A feedback round trip costs a day. Someone reviews, someone reads, someone asks for clarification, someone re-reviews. Most of those round trips trace back to the same handful of mistakes on the sender's side. Here are the ones worth fixing first, with the concrete correction for each.
Writing "the spacing feels off" without a screenshot
Pure prose feedback is tempting because it is fast to type. You saw the problem, you described it, you moved on. The receiver then has to reproduce your path, guess which element you meant, and infer what "off" means in pixels or proportions.
Fix it by attaching the still frame. Capture the screen, crop to the area in question, and write the comment on that item. If the problem is one specific element inside a busy layout, drop a numbered pin on it. The reader now sees exactly what you saw and reads your sentence with the right element in mind. Our notes on running a UX feedback pass go deeper on pairing the still with the sentence.
Mixing bugs, opinions, and questions in one paragraph
A single long comment that says the button color is wrong, the form does not submit on Safari, and you are not sure whether step three should come before step two forces the receiver to triage your paragraph before they can act on any of it. The bug gets lost behind the opinion. The question never gets answered.
Split them. One item per concern, with a verb at the front of each comment: "Fix", "Consider", "Decide". A bug, a preference, and a design question are three different requests with three different owners and three different urgencies. Treating them as one item guarantees that two of the three slip.
Recording a five-minute video instead of capturing stills
Video feels thorough. You narrate as you go, you do not have to write anything, and you feel like you covered the page. The receiver now has to scrub through five minutes to find the thirty seconds that matter, take their own notes from your voice, and hope they did not miss anything at 2:14. There is also nothing to paste into a ticket.

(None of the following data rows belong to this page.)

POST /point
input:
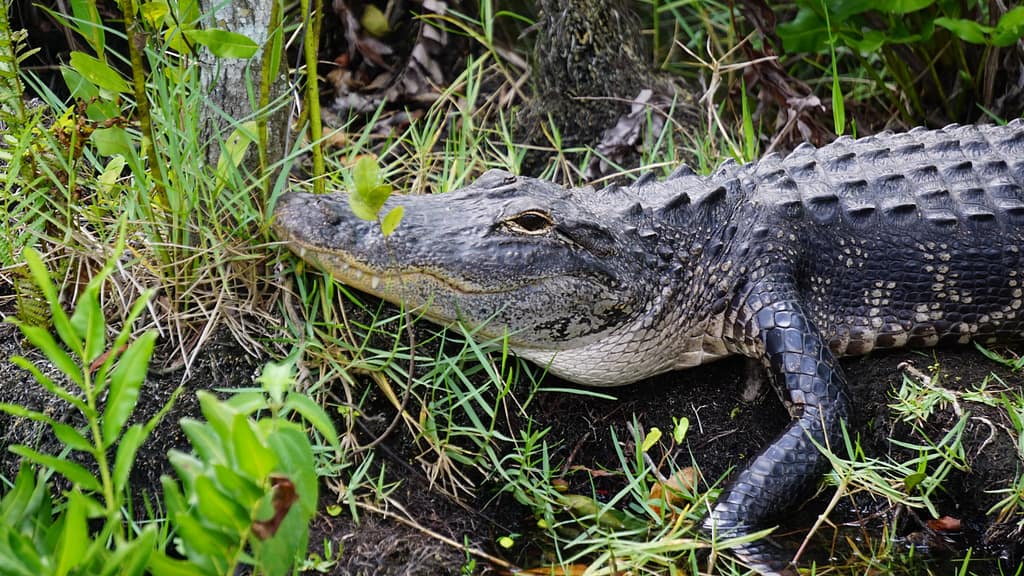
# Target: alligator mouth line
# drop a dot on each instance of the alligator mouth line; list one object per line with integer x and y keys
{"x": 363, "y": 277}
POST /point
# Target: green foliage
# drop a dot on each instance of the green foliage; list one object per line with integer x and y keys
{"x": 245, "y": 497}
{"x": 370, "y": 193}
{"x": 249, "y": 490}
{"x": 38, "y": 536}
{"x": 935, "y": 51}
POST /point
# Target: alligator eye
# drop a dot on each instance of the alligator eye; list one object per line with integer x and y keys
{"x": 531, "y": 221}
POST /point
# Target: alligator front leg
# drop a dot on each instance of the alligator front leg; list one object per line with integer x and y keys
{"x": 774, "y": 327}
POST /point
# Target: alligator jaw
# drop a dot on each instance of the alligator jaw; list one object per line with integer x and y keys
{"x": 456, "y": 257}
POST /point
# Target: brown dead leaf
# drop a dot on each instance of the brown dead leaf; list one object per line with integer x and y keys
{"x": 945, "y": 524}
{"x": 283, "y": 499}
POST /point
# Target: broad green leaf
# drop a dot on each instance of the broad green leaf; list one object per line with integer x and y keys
{"x": 217, "y": 508}
{"x": 98, "y": 73}
{"x": 112, "y": 141}
{"x": 89, "y": 323}
{"x": 74, "y": 536}
{"x": 75, "y": 472}
{"x": 275, "y": 379}
{"x": 222, "y": 43}
{"x": 130, "y": 559}
{"x": 841, "y": 10}
{"x": 314, "y": 414}
{"x": 251, "y": 455}
{"x": 205, "y": 544}
{"x": 869, "y": 41}
{"x": 112, "y": 172}
{"x": 391, "y": 219}
{"x": 805, "y": 33}
{"x": 235, "y": 149}
{"x": 369, "y": 195}
{"x": 1010, "y": 29}
{"x": 966, "y": 30}
{"x": 89, "y": 25}
{"x": 126, "y": 380}
{"x": 155, "y": 12}
{"x": 78, "y": 85}
{"x": 650, "y": 440}
{"x": 125, "y": 456}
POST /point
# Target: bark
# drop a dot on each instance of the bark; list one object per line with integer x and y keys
{"x": 589, "y": 63}
{"x": 225, "y": 79}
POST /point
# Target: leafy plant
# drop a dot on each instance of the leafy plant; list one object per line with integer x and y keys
{"x": 245, "y": 497}
{"x": 247, "y": 494}
{"x": 94, "y": 369}
{"x": 911, "y": 42}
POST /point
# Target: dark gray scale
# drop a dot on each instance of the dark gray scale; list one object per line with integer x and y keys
{"x": 889, "y": 241}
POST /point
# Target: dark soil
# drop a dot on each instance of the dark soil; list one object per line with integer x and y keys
{"x": 724, "y": 433}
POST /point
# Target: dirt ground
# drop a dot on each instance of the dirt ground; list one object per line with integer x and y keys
{"x": 725, "y": 432}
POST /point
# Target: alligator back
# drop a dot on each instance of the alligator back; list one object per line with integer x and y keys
{"x": 909, "y": 239}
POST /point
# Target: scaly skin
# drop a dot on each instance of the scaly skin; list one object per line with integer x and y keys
{"x": 894, "y": 240}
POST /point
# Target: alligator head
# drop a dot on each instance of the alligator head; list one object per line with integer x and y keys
{"x": 562, "y": 273}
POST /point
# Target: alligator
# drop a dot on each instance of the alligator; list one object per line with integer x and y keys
{"x": 907, "y": 239}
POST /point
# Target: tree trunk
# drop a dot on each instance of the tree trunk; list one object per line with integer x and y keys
{"x": 225, "y": 79}
{"x": 589, "y": 64}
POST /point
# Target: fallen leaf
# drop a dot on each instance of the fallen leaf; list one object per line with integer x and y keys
{"x": 944, "y": 524}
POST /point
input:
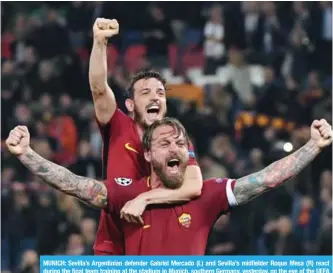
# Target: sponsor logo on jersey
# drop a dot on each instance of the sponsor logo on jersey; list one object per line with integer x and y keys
{"x": 123, "y": 181}
{"x": 219, "y": 180}
{"x": 130, "y": 148}
{"x": 185, "y": 220}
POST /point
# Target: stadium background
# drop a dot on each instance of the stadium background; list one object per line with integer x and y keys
{"x": 245, "y": 78}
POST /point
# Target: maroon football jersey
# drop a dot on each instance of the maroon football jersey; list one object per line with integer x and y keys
{"x": 123, "y": 159}
{"x": 174, "y": 229}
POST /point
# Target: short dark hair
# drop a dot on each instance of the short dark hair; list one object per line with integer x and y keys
{"x": 145, "y": 74}
{"x": 147, "y": 137}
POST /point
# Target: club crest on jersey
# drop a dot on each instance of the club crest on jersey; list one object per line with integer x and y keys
{"x": 123, "y": 181}
{"x": 185, "y": 220}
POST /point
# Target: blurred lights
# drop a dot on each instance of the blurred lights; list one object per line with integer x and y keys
{"x": 288, "y": 147}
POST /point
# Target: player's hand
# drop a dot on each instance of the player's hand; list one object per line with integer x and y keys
{"x": 18, "y": 140}
{"x": 321, "y": 133}
{"x": 132, "y": 211}
{"x": 105, "y": 28}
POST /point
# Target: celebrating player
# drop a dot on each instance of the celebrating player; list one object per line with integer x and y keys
{"x": 122, "y": 134}
{"x": 169, "y": 229}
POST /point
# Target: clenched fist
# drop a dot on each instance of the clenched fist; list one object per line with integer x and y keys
{"x": 321, "y": 133}
{"x": 18, "y": 140}
{"x": 105, "y": 28}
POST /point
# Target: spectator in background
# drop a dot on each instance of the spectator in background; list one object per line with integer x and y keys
{"x": 21, "y": 224}
{"x": 75, "y": 245}
{"x": 88, "y": 230}
{"x": 51, "y": 39}
{"x": 252, "y": 21}
{"x": 214, "y": 49}
{"x": 239, "y": 78}
{"x": 48, "y": 223}
{"x": 78, "y": 24}
{"x": 85, "y": 164}
{"x": 305, "y": 222}
{"x": 296, "y": 61}
{"x": 35, "y": 92}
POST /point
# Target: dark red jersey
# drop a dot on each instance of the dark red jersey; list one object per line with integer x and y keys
{"x": 123, "y": 158}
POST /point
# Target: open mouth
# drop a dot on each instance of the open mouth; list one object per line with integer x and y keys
{"x": 153, "y": 111}
{"x": 173, "y": 165}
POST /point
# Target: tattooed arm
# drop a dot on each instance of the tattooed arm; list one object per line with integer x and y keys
{"x": 286, "y": 168}
{"x": 249, "y": 187}
{"x": 87, "y": 190}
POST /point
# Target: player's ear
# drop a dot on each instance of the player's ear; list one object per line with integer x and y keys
{"x": 129, "y": 105}
{"x": 147, "y": 156}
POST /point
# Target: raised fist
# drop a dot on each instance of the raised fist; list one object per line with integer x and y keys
{"x": 105, "y": 28}
{"x": 18, "y": 140}
{"x": 321, "y": 133}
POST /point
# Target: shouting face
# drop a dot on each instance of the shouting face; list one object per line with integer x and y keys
{"x": 168, "y": 155}
{"x": 149, "y": 101}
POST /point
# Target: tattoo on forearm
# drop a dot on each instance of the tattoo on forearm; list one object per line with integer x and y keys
{"x": 88, "y": 190}
{"x": 275, "y": 174}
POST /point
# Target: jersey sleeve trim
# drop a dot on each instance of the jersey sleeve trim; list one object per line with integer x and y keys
{"x": 230, "y": 194}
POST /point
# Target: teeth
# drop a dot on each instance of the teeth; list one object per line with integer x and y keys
{"x": 173, "y": 160}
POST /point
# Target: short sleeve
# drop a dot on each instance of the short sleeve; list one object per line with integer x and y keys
{"x": 118, "y": 120}
{"x": 218, "y": 196}
{"x": 114, "y": 200}
{"x": 192, "y": 158}
{"x": 208, "y": 31}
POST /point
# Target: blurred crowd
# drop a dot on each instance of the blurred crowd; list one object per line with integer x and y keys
{"x": 240, "y": 129}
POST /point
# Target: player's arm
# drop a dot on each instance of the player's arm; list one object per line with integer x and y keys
{"x": 281, "y": 171}
{"x": 87, "y": 190}
{"x": 104, "y": 99}
{"x": 190, "y": 189}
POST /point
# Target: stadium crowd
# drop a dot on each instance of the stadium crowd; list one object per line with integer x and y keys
{"x": 240, "y": 127}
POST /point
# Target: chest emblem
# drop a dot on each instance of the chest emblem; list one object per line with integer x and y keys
{"x": 123, "y": 181}
{"x": 130, "y": 148}
{"x": 185, "y": 220}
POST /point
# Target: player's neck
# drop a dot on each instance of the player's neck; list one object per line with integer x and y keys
{"x": 155, "y": 181}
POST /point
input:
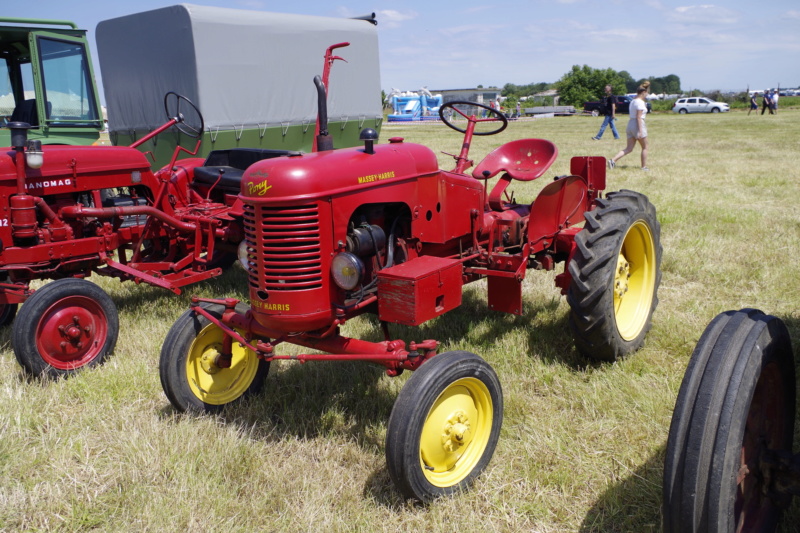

For most review work, stills with comments beat video. Capture the frame at the moment something is wrong, talk through it using dictation, and the words land next to the image as text. The exception is reproducing a timing-dependent bug, and even then a still of the broken state plus written reproduction steps usually wins. There is a longer argument in screen capture vs screen recording.
Sending feedback in a format the receiver has to convert
You paste twenty screenshots into a Google Doc with comments in the margins. The developer opens it, copies each image to a ticket, rewrites the comments, and renumbers them. Or you ship a Figma file to a client who has never opened Figma and watch them get stuck on the login screen.
Send output the receiver can use directly. A developer wants a link they can open and a list of items they can work through. A client wants a public URL with no signup. A coding agent wants markdown. Cobalt Capture publishes one review and gives you all three: the link, the PDF or Word export, and the markdown view. For client work specifically, the pattern in getting feedback without making the client learn a tool covers the handoff in detail.
Skipping the priority on every item
Twenty items, none marked. The receiver picks the first one, which turns out to be the least important. Halfway through they discover item 14 was a launch blocker. You both lose half a day.
Mark each item P1, P2, or P3 in the first word of the comment. P1 means it blocks the release or the user. P2 means it is wrong but shippable. P3 is a nit you would fix if there were time. If you cannot decide between two levels, pick the higher one. The cost of getting a P3 fixed early is small. The cost of missing a P1 is large.
Forgetting the steps that got you there
A screenshot of an error message with the comment "this is broken" leaves the receiver guessing how to reproduce it. They try the obvious path, do not see the error, and reply asking for steps. Another day gone.
For anything that is not visible on first page load, write the path. "Log in as a new user, skip onboarding, open Settings, click Export." Three lines. The reviewer who saw the bug is the cheapest person to write those steps. Anyone else has to reconstruct them. This matters most for QA bug reports and for anything going to an AI coding agent, which cannot ask follow-up questions.
Reviewing the design file when the product is built
You leave comments on the Figma frame, but the engineer built from a slightly older version, or made reasonable judgement calls where the spec was ambiguous. Half your comments do not apply to the built product. The other half are real, but the engineer has to map each one back to the actual code.
Once something is in staging, review the built thing, not the design. Capture the real page, comment on what is actually there, and let the design file be reference rather than the artifact under review. The design review on the built product writeup shows the order of operations.
Not publishing because you want to clean it up first
You finish the review, then sit on it for two days planning to tidy the wording. The team waits. By the time you send it, the engineer has moved to other work and has to context-switch back.
Publish the rough version the same day. The receiver would rather have ten blunt items today than fifteen polished ones on Friday. Start a review, capture, comment, publish. Tidy in version two if it matters.